I am broadly in agreement with Kass and Mann that ever-increasing longevity is bad for society, but the problem is this: given the opportunity of a few extra years, would I take them? Of course I would. There is an old joke: ‘Who wants to live to be a hundred? A guy who’s ninety-nine.’ And this problem of the interests of the individual clashing with the interests of society runs right through modern medicine, as we have seen with cancer treatment and assisted suicide. The menu of options is increasing all the time, and it looks so attractive.

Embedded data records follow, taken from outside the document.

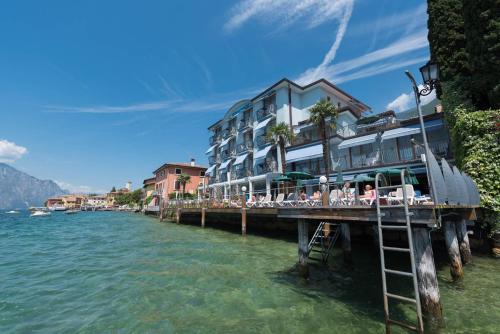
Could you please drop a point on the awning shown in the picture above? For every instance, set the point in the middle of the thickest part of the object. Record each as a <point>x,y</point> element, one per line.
<point>262,124</point>
<point>211,149</point>
<point>225,164</point>
<point>240,159</point>
<point>225,141</point>
<point>262,153</point>
<point>358,141</point>
<point>210,170</point>
<point>305,153</point>
<point>399,132</point>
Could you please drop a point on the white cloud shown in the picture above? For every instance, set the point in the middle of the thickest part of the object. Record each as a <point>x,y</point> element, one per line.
<point>286,12</point>
<point>406,101</point>
<point>10,152</point>
<point>401,103</point>
<point>77,189</point>
<point>384,56</point>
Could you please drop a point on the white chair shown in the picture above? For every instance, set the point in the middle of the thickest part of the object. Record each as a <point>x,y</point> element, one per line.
<point>279,201</point>
<point>291,200</point>
<point>336,197</point>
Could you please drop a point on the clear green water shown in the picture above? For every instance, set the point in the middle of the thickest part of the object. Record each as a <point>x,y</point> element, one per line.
<point>125,273</point>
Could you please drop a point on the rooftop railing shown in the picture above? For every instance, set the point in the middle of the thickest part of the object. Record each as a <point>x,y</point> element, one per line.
<point>265,112</point>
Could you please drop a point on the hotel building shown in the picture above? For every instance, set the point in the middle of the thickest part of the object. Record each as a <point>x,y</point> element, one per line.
<point>239,153</point>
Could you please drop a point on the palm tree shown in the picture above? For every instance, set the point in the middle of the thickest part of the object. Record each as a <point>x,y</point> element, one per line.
<point>281,135</point>
<point>183,179</point>
<point>318,116</point>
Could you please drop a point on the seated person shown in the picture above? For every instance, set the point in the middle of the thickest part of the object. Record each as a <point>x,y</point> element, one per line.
<point>369,192</point>
<point>302,195</point>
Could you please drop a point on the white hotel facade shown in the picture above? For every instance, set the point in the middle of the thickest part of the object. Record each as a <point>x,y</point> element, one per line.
<point>239,153</point>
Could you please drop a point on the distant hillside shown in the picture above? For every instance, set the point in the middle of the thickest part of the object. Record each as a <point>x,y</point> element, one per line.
<point>20,190</point>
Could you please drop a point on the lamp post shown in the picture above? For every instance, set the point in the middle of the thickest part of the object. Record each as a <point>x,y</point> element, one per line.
<point>323,180</point>
<point>430,76</point>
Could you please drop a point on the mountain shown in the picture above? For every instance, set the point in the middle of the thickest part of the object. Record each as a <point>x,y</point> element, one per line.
<point>20,190</point>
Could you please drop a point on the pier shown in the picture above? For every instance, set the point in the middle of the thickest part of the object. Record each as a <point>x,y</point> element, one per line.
<point>450,220</point>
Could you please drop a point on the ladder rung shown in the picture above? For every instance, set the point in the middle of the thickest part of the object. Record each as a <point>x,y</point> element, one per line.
<point>405,299</point>
<point>393,227</point>
<point>398,272</point>
<point>396,249</point>
<point>402,324</point>
<point>390,187</point>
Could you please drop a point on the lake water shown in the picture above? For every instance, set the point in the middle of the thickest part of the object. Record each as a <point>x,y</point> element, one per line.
<point>125,273</point>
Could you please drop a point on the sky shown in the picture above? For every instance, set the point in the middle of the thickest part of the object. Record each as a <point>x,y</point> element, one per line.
<point>97,93</point>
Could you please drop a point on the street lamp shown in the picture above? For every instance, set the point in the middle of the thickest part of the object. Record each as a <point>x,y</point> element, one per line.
<point>430,76</point>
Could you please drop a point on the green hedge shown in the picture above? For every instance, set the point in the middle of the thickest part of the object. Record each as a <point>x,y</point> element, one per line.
<point>476,142</point>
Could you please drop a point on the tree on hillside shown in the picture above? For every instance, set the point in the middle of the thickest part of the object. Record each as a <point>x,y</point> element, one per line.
<point>324,115</point>
<point>447,41</point>
<point>183,179</point>
<point>482,32</point>
<point>281,135</point>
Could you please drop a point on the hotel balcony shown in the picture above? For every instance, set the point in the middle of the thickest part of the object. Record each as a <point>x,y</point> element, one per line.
<point>215,139</point>
<point>244,147</point>
<point>229,153</point>
<point>229,132</point>
<point>214,160</point>
<point>262,141</point>
<point>245,124</point>
<point>269,111</point>
<point>267,167</point>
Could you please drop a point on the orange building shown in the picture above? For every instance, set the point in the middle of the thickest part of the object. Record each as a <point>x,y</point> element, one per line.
<point>166,178</point>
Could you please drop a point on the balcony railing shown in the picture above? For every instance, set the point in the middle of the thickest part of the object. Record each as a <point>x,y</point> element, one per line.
<point>268,167</point>
<point>244,147</point>
<point>229,132</point>
<point>215,139</point>
<point>268,111</point>
<point>262,141</point>
<point>214,160</point>
<point>245,123</point>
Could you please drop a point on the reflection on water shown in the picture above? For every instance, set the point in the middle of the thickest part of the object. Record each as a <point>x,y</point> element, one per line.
<point>114,272</point>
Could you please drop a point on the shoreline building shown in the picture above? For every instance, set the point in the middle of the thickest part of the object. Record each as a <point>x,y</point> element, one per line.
<point>166,178</point>
<point>239,153</point>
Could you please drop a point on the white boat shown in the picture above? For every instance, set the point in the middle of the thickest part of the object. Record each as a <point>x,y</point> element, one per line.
<point>58,208</point>
<point>40,214</point>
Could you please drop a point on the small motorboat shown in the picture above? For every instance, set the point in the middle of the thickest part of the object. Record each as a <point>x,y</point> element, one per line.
<point>40,214</point>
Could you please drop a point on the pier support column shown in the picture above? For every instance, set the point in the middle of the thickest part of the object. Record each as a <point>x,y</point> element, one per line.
<point>450,237</point>
<point>243,221</point>
<point>345,232</point>
<point>203,210</point>
<point>428,288</point>
<point>463,241</point>
<point>178,216</point>
<point>303,231</point>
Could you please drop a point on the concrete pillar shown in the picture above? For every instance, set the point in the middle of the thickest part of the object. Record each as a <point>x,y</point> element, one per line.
<point>463,241</point>
<point>303,234</point>
<point>243,221</point>
<point>203,212</point>
<point>428,288</point>
<point>450,237</point>
<point>345,233</point>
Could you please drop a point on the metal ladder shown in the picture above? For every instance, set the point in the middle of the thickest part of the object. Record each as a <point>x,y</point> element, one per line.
<point>324,242</point>
<point>410,250</point>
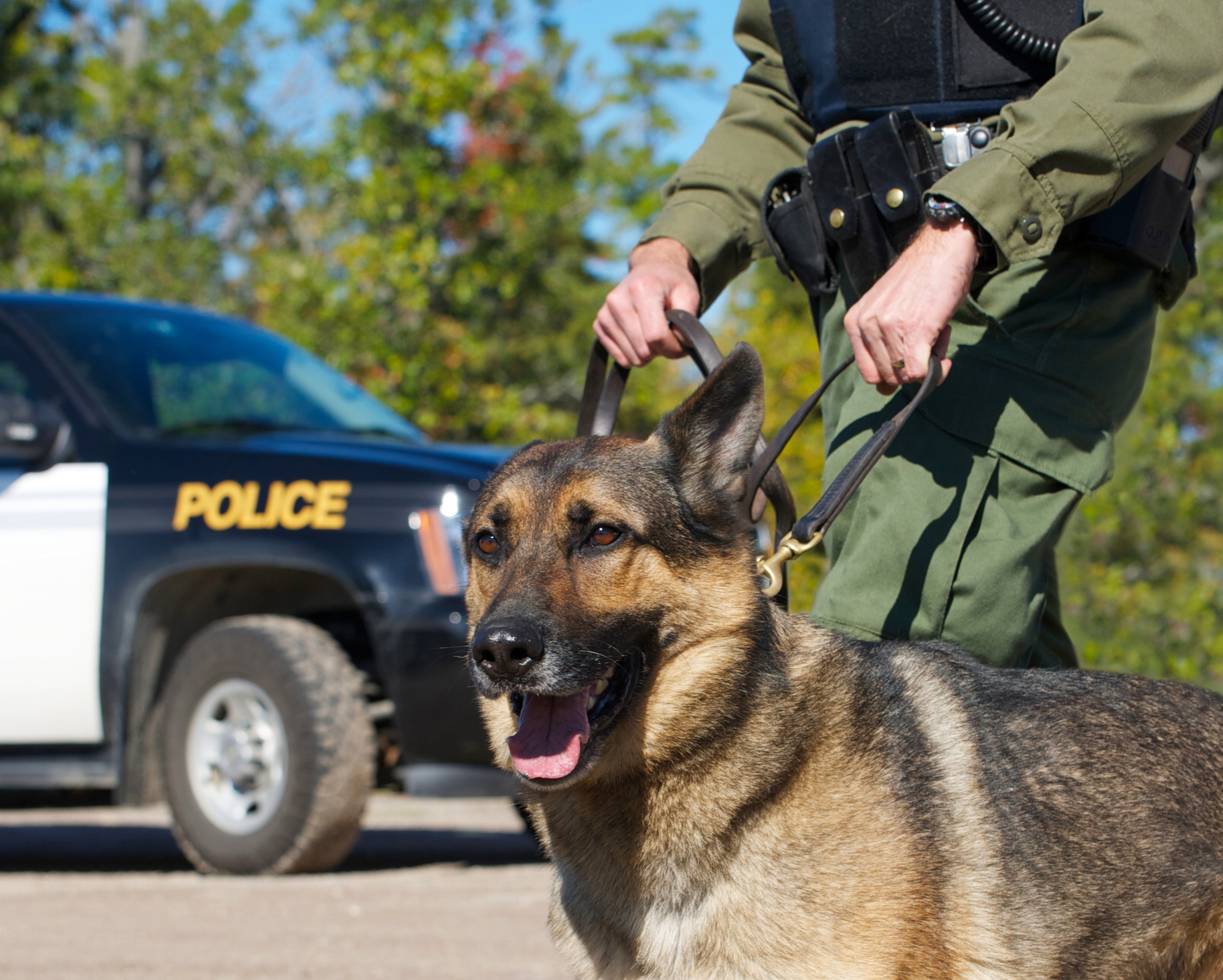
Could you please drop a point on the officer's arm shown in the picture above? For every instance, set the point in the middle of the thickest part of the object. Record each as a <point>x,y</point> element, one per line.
<point>1129,83</point>
<point>709,230</point>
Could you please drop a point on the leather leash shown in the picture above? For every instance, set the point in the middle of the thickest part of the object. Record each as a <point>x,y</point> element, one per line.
<point>601,402</point>
<point>810,529</point>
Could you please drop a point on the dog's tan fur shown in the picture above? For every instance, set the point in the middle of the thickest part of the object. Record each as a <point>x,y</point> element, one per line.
<point>778,801</point>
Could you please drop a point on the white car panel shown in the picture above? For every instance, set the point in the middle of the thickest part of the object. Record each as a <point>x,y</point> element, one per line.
<point>53,533</point>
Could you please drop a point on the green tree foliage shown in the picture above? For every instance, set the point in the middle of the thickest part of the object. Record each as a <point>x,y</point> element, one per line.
<point>438,245</point>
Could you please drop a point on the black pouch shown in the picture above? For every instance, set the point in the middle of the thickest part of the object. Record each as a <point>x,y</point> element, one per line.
<point>869,187</point>
<point>847,212</point>
<point>793,231</point>
<point>1144,226</point>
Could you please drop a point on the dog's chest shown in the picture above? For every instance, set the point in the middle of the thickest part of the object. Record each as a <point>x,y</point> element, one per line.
<point>684,928</point>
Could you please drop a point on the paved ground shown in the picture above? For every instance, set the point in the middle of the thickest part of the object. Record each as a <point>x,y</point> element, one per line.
<point>436,889</point>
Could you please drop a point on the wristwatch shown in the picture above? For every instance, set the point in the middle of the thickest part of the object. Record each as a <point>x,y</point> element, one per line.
<point>941,212</point>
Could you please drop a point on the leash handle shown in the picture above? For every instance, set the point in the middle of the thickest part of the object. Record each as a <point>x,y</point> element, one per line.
<point>605,389</point>
<point>814,525</point>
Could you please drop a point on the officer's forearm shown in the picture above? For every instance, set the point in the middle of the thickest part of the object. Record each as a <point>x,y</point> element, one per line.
<point>712,202</point>
<point>906,315</point>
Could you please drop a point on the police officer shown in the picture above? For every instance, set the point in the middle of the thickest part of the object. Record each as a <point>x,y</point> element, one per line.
<point>1045,330</point>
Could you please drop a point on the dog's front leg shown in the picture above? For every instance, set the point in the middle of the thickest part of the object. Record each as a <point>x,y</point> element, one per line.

We are familiar with the contemporary hubristic and bellicose use of military metaphor: the war on this, the battle against that. We regularly hear outlandish calls to arms: Prime Minister David Cameron has pledged that ‘a cure for dementia’ will be found within ten years. This is as likely to be successful as Richard Nixon’s ‘War on Cancer’. William Haseltine, Chief Executive Officer of Human Genome Sciences, claimed in 1999 that ‘death is nothing more than a series of preventable diseases’. However, neither the Human Genome Project nor stem-cell technology has so far delivered the cures that had been predicted, though biomedical research grows in size and scope. The biomedical research industry is just that: a business, not an exercise in altruism.

Medicine has taken much of the credit, but longevity in developed countries has increased owing to a combination of factors, which include not only organized health care, but also improved living conditions, disease prevention and behavioural changes, such as reductions in smoking. Interestingly, the maximum human lifespan has remained unchanged at about 110–120; it is average longevity which has increased so dramatically. Where do we draw the line and call ‘enough’? We can’t. John Gray has eloquently argued that although scientific knowledge has increased exponentially since the Enlightenment, human irrationality remains stubbornly static. Science is driven by reason and logic, yet our use of it is frequently irrational. Does this phenomenon have any relevance to my daily work as a doctor? Well yes, it does. Irrationality pervades all aspects of medicine, from deluded, Internet-addled patients and relatives, to the overuse of scans and other diagnostic procedures, to the widespread use of drugs of dubious benefit and high cost. Cancer care, as we have seen, has been described as ‘a culture of medical excess’. Overuse and futile use is driven by patients, doctors, hospitals and pharmaceutical companies. The doctor who practises sparingly and judiciously has little to gain either professionally or financially.